Start-ups in this sector are aggressively capitalizing on this exploitation, even resorting to insensitive and out-of-touch marketing campaigns that trivialize their workers, reflecting a deep disconnect from the lived realities of labour on the ground. Yes Madam, an emerging salon and technology company is a great example. In the Indian context, “Madam” is a term often used by domestic and service workers to address upper-class, often upper-caste, women, reinforcing a deeply entrenched hierarchy rooted in caste and class. The phrase “Yes Madam” evokes a legacy of servitude, normalizing the expectation of unquestioning obedience and submission, especially from those in marginalized positions. Though seemingly a nod to female authority, it actually upholds patriarchal and casteist norms by commodifying deference and embedding inequality into everyday service interactions. The company also faced widespread backlash for a controversial marketing stunt in which it falsely claimed to have laid off employees after a workplace stress survey only to later reveal it was a publicity campaign for its mental health initiative Happy 2 Heal exposing the deep rooted normalization of trivializing mental health and job insecurity. Taken together, both the campaign and the name reflect how start-ups can unwittingly reproduce oppressive social structures in their pursuit of virality and brand visibility.
This along with the clear omissions of safety recourses for women in all of the platforms studied in this paper point to a broader fault line in the platform economy, where technological convenience and scale often come at the expense of worker dignity, safety, and equity. Combining both work-place and work-form policy redesigning, to facilitate greater female participation in these platforms is essential to address both infrastructural and cultural barriers. Investing in gender-sensitive urban planning, such as providing safe and accessible public transport, well-lit streets, and public amenities, can help create an environment where women feel secure and empowered to engage in such work. Simultaneously, challenging and dismantling societal norms that restrict women’s mobility and autonomy is crucial. This involves promoting narratives that celebrate women’s agency and challenging the stigmatization of women who step outside traditional gender roles.

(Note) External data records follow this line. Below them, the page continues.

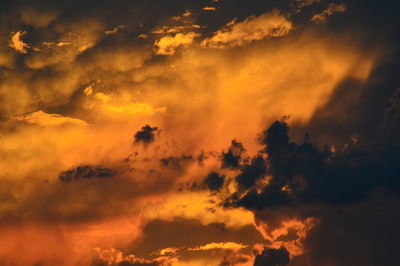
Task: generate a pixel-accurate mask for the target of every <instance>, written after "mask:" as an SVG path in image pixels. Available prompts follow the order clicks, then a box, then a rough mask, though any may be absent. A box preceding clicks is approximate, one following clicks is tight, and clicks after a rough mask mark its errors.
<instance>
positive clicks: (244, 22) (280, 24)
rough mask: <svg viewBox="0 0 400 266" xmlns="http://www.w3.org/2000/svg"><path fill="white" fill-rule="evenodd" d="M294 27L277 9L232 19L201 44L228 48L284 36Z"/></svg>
mask: <svg viewBox="0 0 400 266" xmlns="http://www.w3.org/2000/svg"><path fill="white" fill-rule="evenodd" d="M292 29H293V25H292V22H290V21H289V20H288V19H287V18H286V17H285V16H283V15H282V14H281V13H280V12H279V11H277V10H275V11H272V12H268V13H265V14H262V15H260V16H258V17H257V16H251V17H248V18H246V19H245V20H244V21H241V22H237V21H236V20H232V21H231V22H229V23H228V24H226V25H225V26H224V27H223V28H222V29H220V30H218V31H216V32H215V33H214V34H213V36H212V37H210V38H208V39H205V40H203V42H202V43H201V45H202V46H203V47H209V48H228V47H235V46H242V45H245V44H248V43H250V42H253V41H259V40H262V39H265V38H267V37H282V36H285V35H287V34H288V33H289V32H290V31H291V30H292Z"/></svg>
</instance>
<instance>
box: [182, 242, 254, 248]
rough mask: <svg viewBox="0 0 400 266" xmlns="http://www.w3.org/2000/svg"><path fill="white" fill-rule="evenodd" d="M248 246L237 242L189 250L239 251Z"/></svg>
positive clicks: (211, 243) (209, 244) (214, 245)
mask: <svg viewBox="0 0 400 266" xmlns="http://www.w3.org/2000/svg"><path fill="white" fill-rule="evenodd" d="M246 247H247V245H242V244H239V243H235V242H220V243H215V242H213V243H209V244H206V245H204V246H199V247H195V248H189V249H188V250H212V249H232V250H239V249H242V248H246Z"/></svg>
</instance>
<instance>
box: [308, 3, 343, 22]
mask: <svg viewBox="0 0 400 266" xmlns="http://www.w3.org/2000/svg"><path fill="white" fill-rule="evenodd" d="M345 11H346V5H345V4H334V3H329V4H328V7H327V8H326V9H325V10H324V11H322V12H321V13H319V14H316V15H314V16H313V17H312V18H311V21H312V22H315V23H318V24H320V23H324V22H325V21H326V19H327V17H329V16H332V15H333V14H334V13H336V12H339V13H343V12H345Z"/></svg>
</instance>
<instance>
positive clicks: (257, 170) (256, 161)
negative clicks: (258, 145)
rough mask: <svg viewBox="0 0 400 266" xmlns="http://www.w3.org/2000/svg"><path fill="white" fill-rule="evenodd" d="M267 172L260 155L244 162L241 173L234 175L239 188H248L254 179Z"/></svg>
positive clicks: (253, 180)
mask: <svg viewBox="0 0 400 266" xmlns="http://www.w3.org/2000/svg"><path fill="white" fill-rule="evenodd" d="M266 173H267V164H266V162H265V160H264V158H263V157H262V156H261V155H258V156H255V157H253V158H252V159H251V162H250V163H249V164H245V165H244V166H243V167H242V169H241V173H240V174H239V175H237V176H236V183H237V184H238V186H239V189H241V190H245V189H249V188H251V187H252V186H254V185H255V183H256V181H257V180H259V179H261V178H263V177H264V176H265V175H266Z"/></svg>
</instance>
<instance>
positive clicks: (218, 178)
mask: <svg viewBox="0 0 400 266" xmlns="http://www.w3.org/2000/svg"><path fill="white" fill-rule="evenodd" d="M224 179H225V176H220V175H219V174H218V173H216V172H211V173H209V174H208V175H207V177H206V178H205V179H204V184H206V185H207V187H208V189H209V190H211V191H220V190H221V188H222V186H223V185H224Z"/></svg>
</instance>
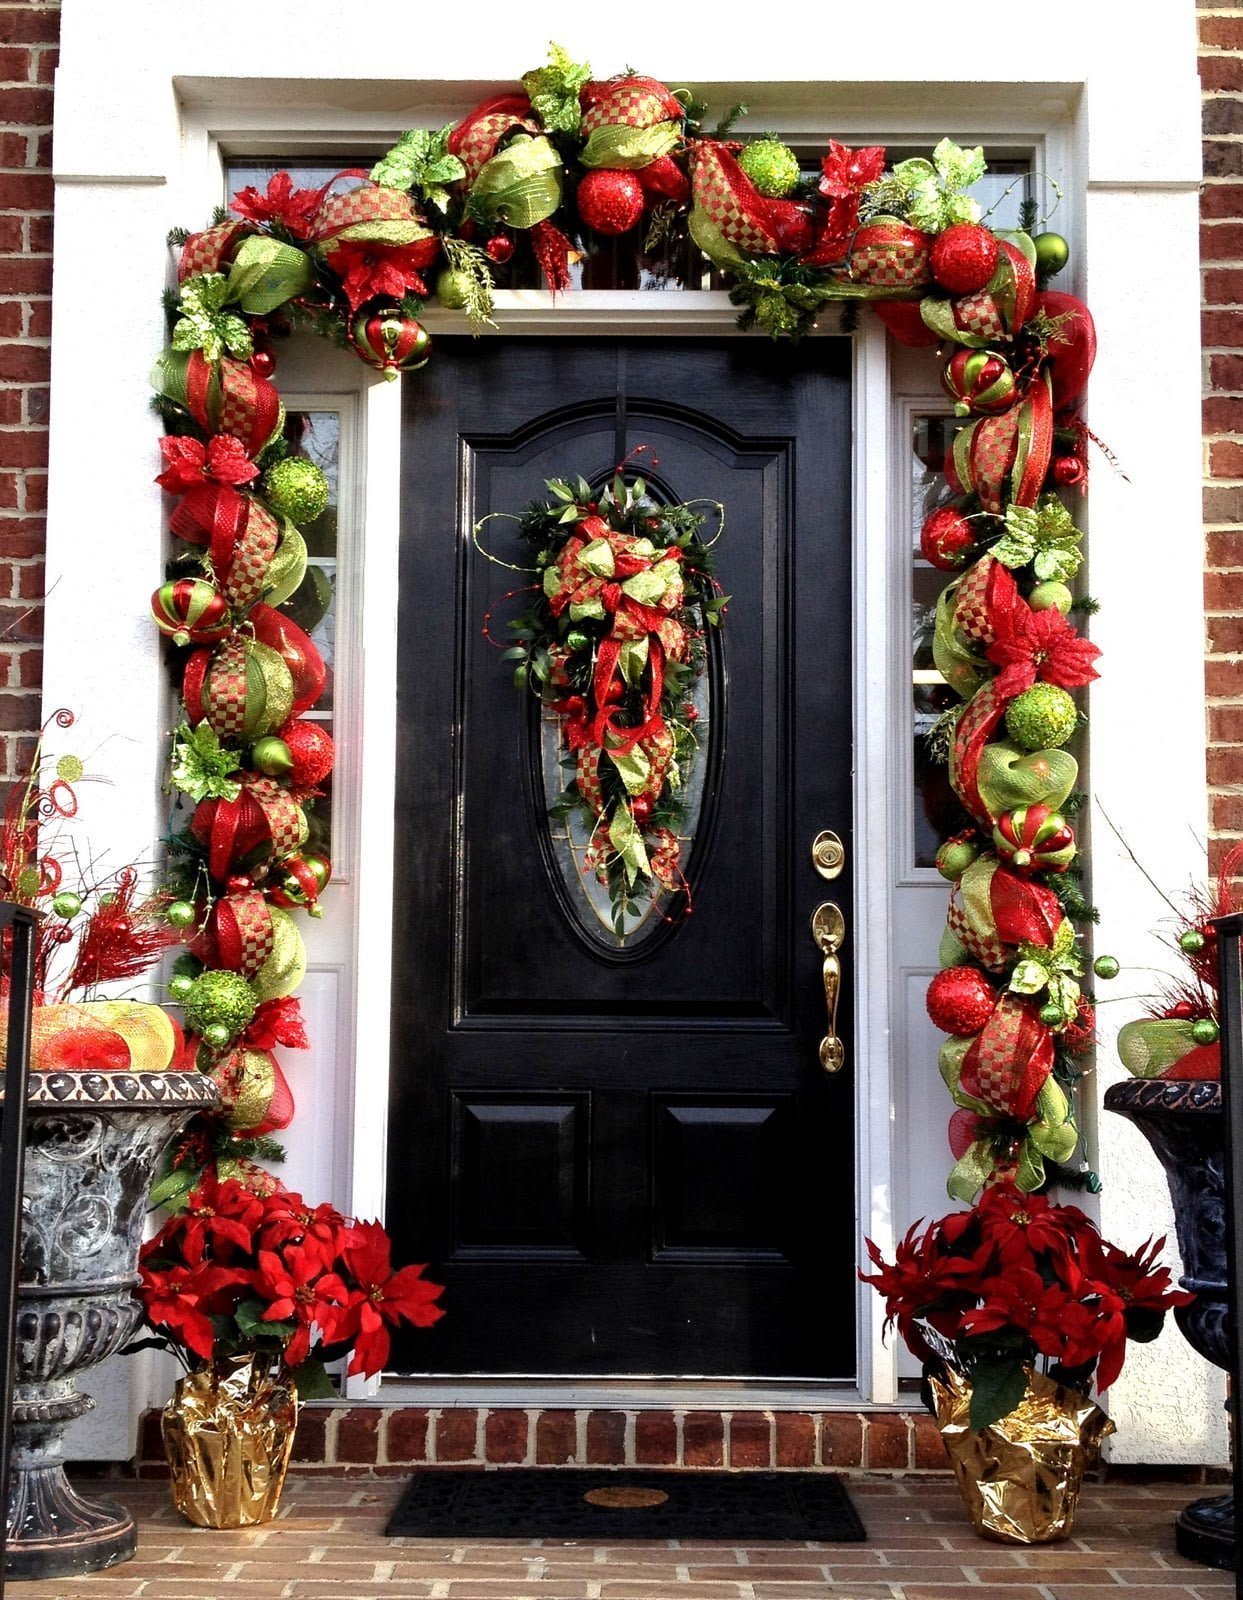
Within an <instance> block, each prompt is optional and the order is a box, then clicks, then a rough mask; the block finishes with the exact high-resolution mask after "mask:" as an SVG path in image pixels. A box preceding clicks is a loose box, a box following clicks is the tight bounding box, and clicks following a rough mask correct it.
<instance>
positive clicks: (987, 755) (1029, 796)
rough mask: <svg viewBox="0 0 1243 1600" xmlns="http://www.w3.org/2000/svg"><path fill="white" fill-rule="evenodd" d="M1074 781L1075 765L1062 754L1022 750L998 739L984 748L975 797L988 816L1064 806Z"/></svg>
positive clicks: (1074, 774) (1065, 755) (1055, 751)
mask: <svg viewBox="0 0 1243 1600" xmlns="http://www.w3.org/2000/svg"><path fill="white" fill-rule="evenodd" d="M1077 779H1078V762H1077V760H1075V757H1073V755H1070V754H1067V752H1065V750H1022V749H1019V746H1017V744H1011V742H1009V741H1008V739H1001V741H1000V742H997V744H985V746H984V750H982V752H981V757H979V774H977V779H976V784H977V789H979V797H981V800H982V802H984V805H985V806H987V808H989V814H990V816H1000V814H1001V813H1003V811H1014V810H1016V808H1017V806H1024V805H1046V806H1049V808H1051V810H1054V811H1057V810H1061V808H1062V805H1065V802H1067V798H1069V795H1070V790H1072V789H1073V787H1075V781H1077Z"/></svg>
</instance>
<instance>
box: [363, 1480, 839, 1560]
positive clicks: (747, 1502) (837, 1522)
mask: <svg viewBox="0 0 1243 1600" xmlns="http://www.w3.org/2000/svg"><path fill="white" fill-rule="evenodd" d="M384 1531H386V1533H387V1534H390V1536H397V1534H400V1536H403V1538H413V1539H430V1538H437V1539H440V1538H474V1539H587V1541H592V1542H608V1541H610V1539H728V1541H731V1542H739V1541H747V1542H750V1541H752V1539H824V1541H827V1542H830V1544H843V1542H846V1541H857V1539H865V1538H867V1533H865V1530H864V1525H862V1523H861V1522H859V1514H857V1512H856V1509H854V1506H853V1504H851V1501H849V1496H848V1494H846V1490H845V1486H843V1483H841V1480H840V1478H835V1477H833V1475H832V1474H829V1472H702V1470H696V1472H629V1470H627V1472H618V1470H602V1472H590V1470H587V1472H584V1470H581V1469H563V1467H498V1469H494V1470H491V1472H486V1470H470V1469H458V1470H437V1469H434V1467H429V1469H422V1470H419V1472H416V1474H414V1475H413V1477H411V1480H410V1485H408V1488H406V1491H405V1494H403V1496H402V1499H400V1502H398V1506H397V1510H395V1512H394V1514H392V1517H390V1518H389V1526H387V1528H386V1530H384Z"/></svg>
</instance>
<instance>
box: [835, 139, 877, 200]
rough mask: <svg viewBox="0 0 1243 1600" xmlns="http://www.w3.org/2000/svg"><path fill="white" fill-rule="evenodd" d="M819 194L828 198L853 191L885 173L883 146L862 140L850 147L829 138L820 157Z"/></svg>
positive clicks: (854, 191)
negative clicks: (838, 142)
mask: <svg viewBox="0 0 1243 1600" xmlns="http://www.w3.org/2000/svg"><path fill="white" fill-rule="evenodd" d="M821 171H822V178H821V194H822V195H827V197H829V198H830V200H841V198H845V197H846V195H857V194H859V190H861V189H864V187H865V186H867V184H873V182H877V179H878V178H883V176H885V147H883V146H881V144H865V146H861V147H859V149H857V150H853V149H851V147H849V146H848V144H838V142H837V139H830V141H829V154H827V155H824V157H822V158H821Z"/></svg>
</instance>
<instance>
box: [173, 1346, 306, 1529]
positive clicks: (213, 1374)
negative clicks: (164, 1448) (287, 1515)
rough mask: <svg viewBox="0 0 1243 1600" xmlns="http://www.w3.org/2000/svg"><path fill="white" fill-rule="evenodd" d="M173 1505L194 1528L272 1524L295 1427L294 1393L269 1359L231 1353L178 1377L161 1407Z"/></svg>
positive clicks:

But it doesn’t stop at increasing female participation, it is crucial to ensure that the women already engaged in this work are treated with equality, dignity, and fairness. During the boom of the outsourced call centre industry, national policies were drafted that recommended companies to provide transportation for night-shift workers to ensure women’s sexual safety (Parikh, 2017). Certain states like Maharashtra, went a step further and required that companies do so. In conclusion, integrating a feminist critique into the analysis of women’s participation in gig economy platforms reveals the complex interplay between location and time. By addressing these intersecting factors combined with strengthened legal protections as discussed above, we can work towards creating a more inclusive and equitable gig economy that recognizes and supports women’s rights to participate fully and freely.